Re: [PATCH v2 2/2] xfs: kick extra large ioends to completion workqueue
From: "Darrick J. Wong" <djwong@kernel.org>
Date: 2021-05-06 19:34:13
Also in:
linux-fsdevel
On Tue, Oct 06, 2020 at 03:07:20PM +0100, Matthew Wilcox wrote:
On Mon, Oct 05, 2020 at 08:55:37PM -0700, Darrick J. Wong wrote:quoted
On Mon, Oct 05, 2020 at 11:21:02AM -0400, Brian Foster wrote:quoted
We've had reports of soft lockup warnings in the iomap ioend completion path due to very large bios and/or bio chains. Divert any ioends with 256k or more pages to process to the workqueue so completion occurs in non-atomic context and can reschedule to avoid soft lockup warnings.Hmmmm... is there any way we can just make end_page_writeback faster?There are ways to make it faster. I don't know if they're a "just" solution ... 1. We can use THPs. That will reduce the number of pages being operated on. I hear somebody might have a patch set for that. Incidentally, this patch set will clash with the THP patchset, so one of us is going to have to rebase on the other's work. Not a complaint, just acknowledging that some coordination will be needed for the 5.11 merge window.
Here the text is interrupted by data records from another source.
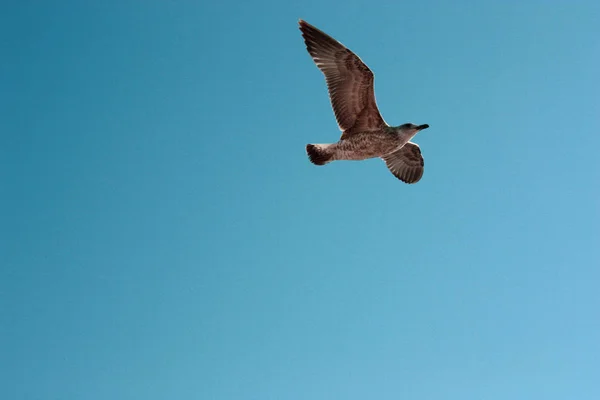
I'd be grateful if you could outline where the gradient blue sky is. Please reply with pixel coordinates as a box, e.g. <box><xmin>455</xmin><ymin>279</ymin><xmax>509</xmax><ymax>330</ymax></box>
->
<box><xmin>0</xmin><ymin>0</ymin><xmax>600</xmax><ymax>400</ymax></box>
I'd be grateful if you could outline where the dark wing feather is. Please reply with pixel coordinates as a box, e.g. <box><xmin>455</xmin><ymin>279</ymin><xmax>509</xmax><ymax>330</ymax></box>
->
<box><xmin>300</xmin><ymin>20</ymin><xmax>386</xmax><ymax>139</ymax></box>
<box><xmin>381</xmin><ymin>142</ymin><xmax>425</xmax><ymax>183</ymax></box>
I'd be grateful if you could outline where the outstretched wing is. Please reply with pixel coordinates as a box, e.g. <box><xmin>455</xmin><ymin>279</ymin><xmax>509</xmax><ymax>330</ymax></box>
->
<box><xmin>381</xmin><ymin>142</ymin><xmax>425</xmax><ymax>183</ymax></box>
<box><xmin>300</xmin><ymin>20</ymin><xmax>386</xmax><ymax>139</ymax></box>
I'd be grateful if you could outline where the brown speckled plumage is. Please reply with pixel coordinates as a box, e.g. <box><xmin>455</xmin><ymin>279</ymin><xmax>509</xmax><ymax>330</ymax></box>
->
<box><xmin>300</xmin><ymin>20</ymin><xmax>429</xmax><ymax>183</ymax></box>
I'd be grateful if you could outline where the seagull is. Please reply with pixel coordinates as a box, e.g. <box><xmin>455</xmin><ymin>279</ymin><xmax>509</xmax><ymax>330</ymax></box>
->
<box><xmin>299</xmin><ymin>20</ymin><xmax>429</xmax><ymax>183</ymax></box>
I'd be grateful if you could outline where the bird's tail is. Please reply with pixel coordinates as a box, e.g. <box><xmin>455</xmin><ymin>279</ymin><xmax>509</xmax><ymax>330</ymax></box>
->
<box><xmin>306</xmin><ymin>143</ymin><xmax>334</xmax><ymax>165</ymax></box>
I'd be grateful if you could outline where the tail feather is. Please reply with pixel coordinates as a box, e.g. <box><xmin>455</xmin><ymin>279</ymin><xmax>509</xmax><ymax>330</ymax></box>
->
<box><xmin>306</xmin><ymin>144</ymin><xmax>333</xmax><ymax>165</ymax></box>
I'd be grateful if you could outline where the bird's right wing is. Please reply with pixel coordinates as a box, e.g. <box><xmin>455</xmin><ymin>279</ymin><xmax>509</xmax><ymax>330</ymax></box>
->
<box><xmin>300</xmin><ymin>20</ymin><xmax>387</xmax><ymax>139</ymax></box>
<box><xmin>381</xmin><ymin>142</ymin><xmax>425</xmax><ymax>183</ymax></box>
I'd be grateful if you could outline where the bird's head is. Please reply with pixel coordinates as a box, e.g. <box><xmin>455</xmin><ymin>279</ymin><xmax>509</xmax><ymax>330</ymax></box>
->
<box><xmin>398</xmin><ymin>123</ymin><xmax>429</xmax><ymax>136</ymax></box>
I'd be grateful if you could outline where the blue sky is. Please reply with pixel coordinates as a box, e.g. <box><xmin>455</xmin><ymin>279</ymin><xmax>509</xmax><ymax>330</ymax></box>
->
<box><xmin>0</xmin><ymin>0</ymin><xmax>600</xmax><ymax>400</ymax></box>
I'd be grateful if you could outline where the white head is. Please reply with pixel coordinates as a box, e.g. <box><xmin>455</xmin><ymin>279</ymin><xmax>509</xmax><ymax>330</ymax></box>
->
<box><xmin>397</xmin><ymin>123</ymin><xmax>429</xmax><ymax>136</ymax></box>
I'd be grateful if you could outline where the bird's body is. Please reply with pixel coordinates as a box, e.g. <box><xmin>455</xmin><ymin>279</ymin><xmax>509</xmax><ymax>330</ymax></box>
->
<box><xmin>300</xmin><ymin>20</ymin><xmax>429</xmax><ymax>183</ymax></box>
<box><xmin>314</xmin><ymin>127</ymin><xmax>418</xmax><ymax>161</ymax></box>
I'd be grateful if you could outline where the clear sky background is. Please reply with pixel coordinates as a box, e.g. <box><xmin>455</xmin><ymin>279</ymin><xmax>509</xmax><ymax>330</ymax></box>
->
<box><xmin>0</xmin><ymin>0</ymin><xmax>600</xmax><ymax>400</ymax></box>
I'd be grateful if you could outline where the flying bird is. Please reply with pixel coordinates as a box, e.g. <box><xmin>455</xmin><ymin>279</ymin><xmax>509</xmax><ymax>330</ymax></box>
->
<box><xmin>300</xmin><ymin>20</ymin><xmax>429</xmax><ymax>183</ymax></box>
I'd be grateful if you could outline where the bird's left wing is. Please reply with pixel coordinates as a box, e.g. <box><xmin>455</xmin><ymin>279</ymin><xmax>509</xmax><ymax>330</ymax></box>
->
<box><xmin>300</xmin><ymin>20</ymin><xmax>387</xmax><ymax>139</ymax></box>
<box><xmin>381</xmin><ymin>142</ymin><xmax>425</xmax><ymax>183</ymax></box>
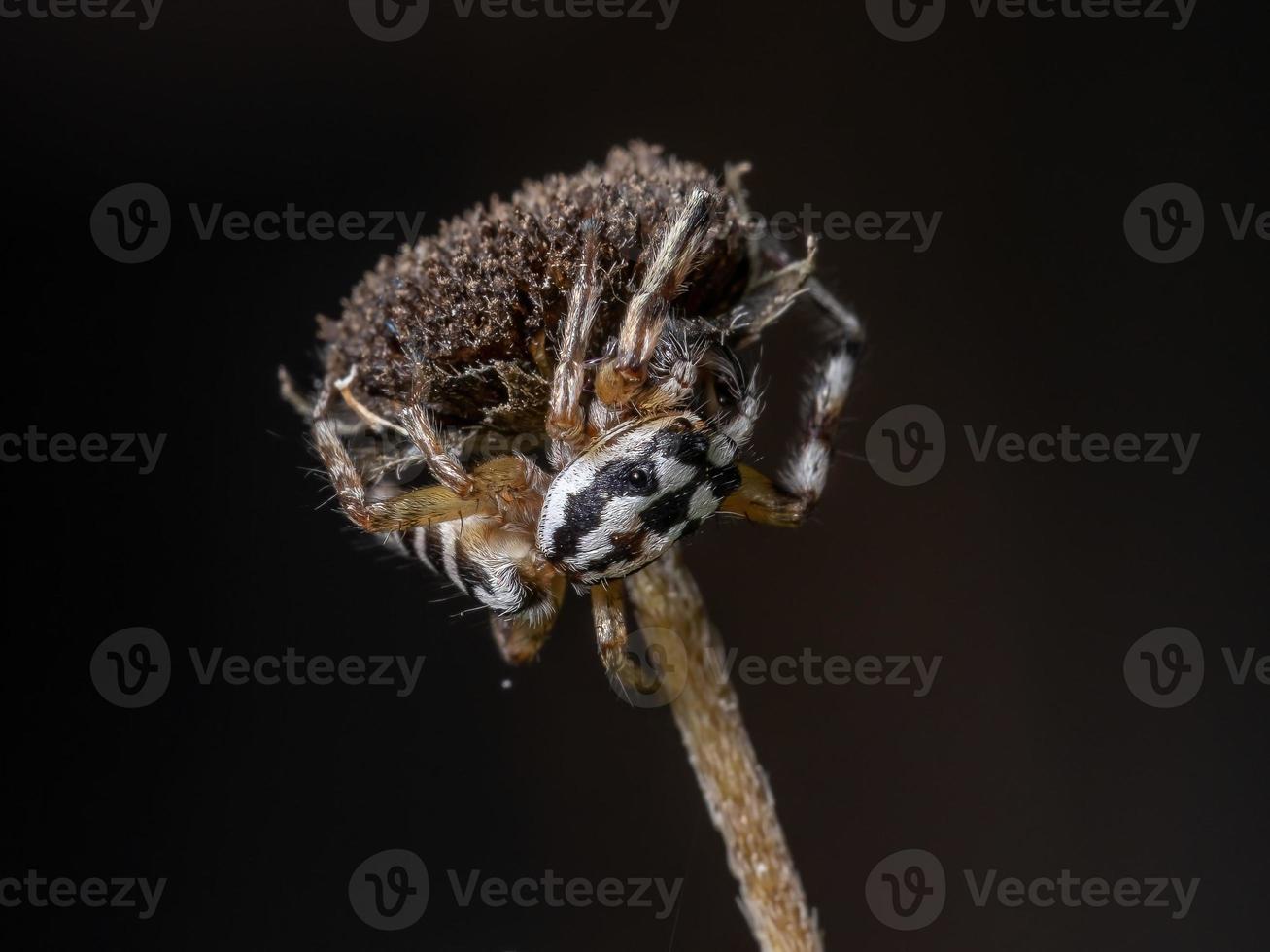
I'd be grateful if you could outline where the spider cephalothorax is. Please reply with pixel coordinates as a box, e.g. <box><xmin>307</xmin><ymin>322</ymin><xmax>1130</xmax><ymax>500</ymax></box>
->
<box><xmin>283</xmin><ymin>145</ymin><xmax>860</xmax><ymax>674</ymax></box>
<box><xmin>537</xmin><ymin>414</ymin><xmax>740</xmax><ymax>584</ymax></box>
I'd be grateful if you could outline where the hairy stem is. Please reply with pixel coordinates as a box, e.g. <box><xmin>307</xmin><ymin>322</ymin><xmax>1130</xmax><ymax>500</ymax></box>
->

How far off is this, anyway? I assume it's in line behind the folio series?
2. We could create end_writeback_pages(struct pagevec *pvec) which calls a new test_clear_writeback_pages(pvec). That could amortise taking the memcg lock and finding the lruvec and taking the mapping lock -- assuming these pages are sufficiently virtually contiguous. It can definitely amortise all the statistics updates.
/me kinda wonders if THPs arent the better solution for people who want to run large ios.
3. We can make wake_up_page(page, PG_writeback); more efficient. If you can produce this situation on demand, I had a patch for that which languished due to lack of interest.
I can (well, someone can) so I'll talk to you internally about their seeekret reproducer.